Dr. Crow and Dr. O’Connor are both certified through the Chi Institute in Traditional Chinese Veterinary Medicine and Acupuncture since 2011. Dr. Sorensen is working on her certification through the International Veterinary Acupuncture Society. They all have trained in a variety of techniques, including:
- Traditional Chinese Acupuncture (dry acupuncture): For small animals, the insertion of acupuncture needles is virtually painless. Receiving acupuncture treatment can provide relief for many ailments, including: chronic pain, musculoskeletal conditions, arthritis, muscle pain, tendon and ligament injuries, neurological conditions, dermatologic conditions, cancer, skin conditions, gastrointestinal disorders, and immune associated disorders.

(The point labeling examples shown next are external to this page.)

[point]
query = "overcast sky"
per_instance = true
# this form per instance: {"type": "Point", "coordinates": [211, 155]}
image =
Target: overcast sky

- Aquapuncture: An injection of water subcutaneously (under the skin) can sometimes produce pain relief during acupuncture.

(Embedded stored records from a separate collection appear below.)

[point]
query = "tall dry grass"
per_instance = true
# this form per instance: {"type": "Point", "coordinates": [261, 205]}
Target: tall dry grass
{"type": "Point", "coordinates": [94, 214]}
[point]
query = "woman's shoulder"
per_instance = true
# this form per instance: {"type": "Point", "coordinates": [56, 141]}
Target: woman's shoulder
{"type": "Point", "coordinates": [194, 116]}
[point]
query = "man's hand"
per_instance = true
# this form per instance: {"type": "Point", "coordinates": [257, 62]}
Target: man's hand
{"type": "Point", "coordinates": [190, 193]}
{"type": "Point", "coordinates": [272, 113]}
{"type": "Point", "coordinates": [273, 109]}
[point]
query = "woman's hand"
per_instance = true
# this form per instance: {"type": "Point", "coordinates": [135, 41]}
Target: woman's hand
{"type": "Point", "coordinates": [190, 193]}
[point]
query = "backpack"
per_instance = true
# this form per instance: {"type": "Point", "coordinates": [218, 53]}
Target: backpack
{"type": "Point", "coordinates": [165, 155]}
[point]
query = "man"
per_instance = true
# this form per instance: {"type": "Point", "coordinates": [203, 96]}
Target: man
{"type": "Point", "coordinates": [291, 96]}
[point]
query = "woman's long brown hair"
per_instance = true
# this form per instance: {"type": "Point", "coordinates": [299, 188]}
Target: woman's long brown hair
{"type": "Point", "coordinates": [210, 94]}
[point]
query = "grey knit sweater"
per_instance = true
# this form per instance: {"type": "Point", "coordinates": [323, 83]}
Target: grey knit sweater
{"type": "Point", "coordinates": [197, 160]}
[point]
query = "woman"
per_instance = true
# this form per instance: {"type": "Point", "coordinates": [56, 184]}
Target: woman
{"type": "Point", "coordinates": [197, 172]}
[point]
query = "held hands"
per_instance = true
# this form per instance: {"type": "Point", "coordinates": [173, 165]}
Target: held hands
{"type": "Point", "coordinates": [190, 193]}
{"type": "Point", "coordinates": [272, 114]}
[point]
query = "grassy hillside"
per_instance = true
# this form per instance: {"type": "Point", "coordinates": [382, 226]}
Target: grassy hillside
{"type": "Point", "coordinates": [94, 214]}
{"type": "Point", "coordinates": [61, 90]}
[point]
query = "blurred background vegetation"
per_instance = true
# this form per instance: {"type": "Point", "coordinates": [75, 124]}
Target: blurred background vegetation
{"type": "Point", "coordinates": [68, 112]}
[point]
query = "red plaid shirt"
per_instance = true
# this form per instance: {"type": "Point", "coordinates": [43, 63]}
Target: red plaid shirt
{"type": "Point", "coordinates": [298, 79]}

- Electroacupuncture: A small electric current is passed between pairs of acupuncture needles.
- Hemoacupuncture: The use of a hypodermic needle to intentionally puncture a blood vessel to draw blood. This can be useful for the treatment of blood stagnation and blood heat.
- Moxibustion: This is a traditional Chinese medicine therapy which employs burning of the mugwort herb. This can be used to stimulate blood flow around acupuncture points. Increased circulation during acupuncture can allow for greater relief of pain.

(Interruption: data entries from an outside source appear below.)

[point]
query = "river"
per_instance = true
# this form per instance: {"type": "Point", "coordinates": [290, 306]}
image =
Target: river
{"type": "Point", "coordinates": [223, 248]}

The length of time spent on each acupuncture treatment can vary. Simple acute problems such as sprains may only require one treatment. More chronic conditions may need several treatments. Most animals become quite relaxed during their treatments, and some even become sleepy. However, acupuncture can be uncomfortable to some animals.
Some benefits your pet may experience is pain relief, increased mobility with arthritis, balance of body systems, anxiety relief and increased energy. If you think your pet might benefit from acupuncture, discuss it with your veterinarian.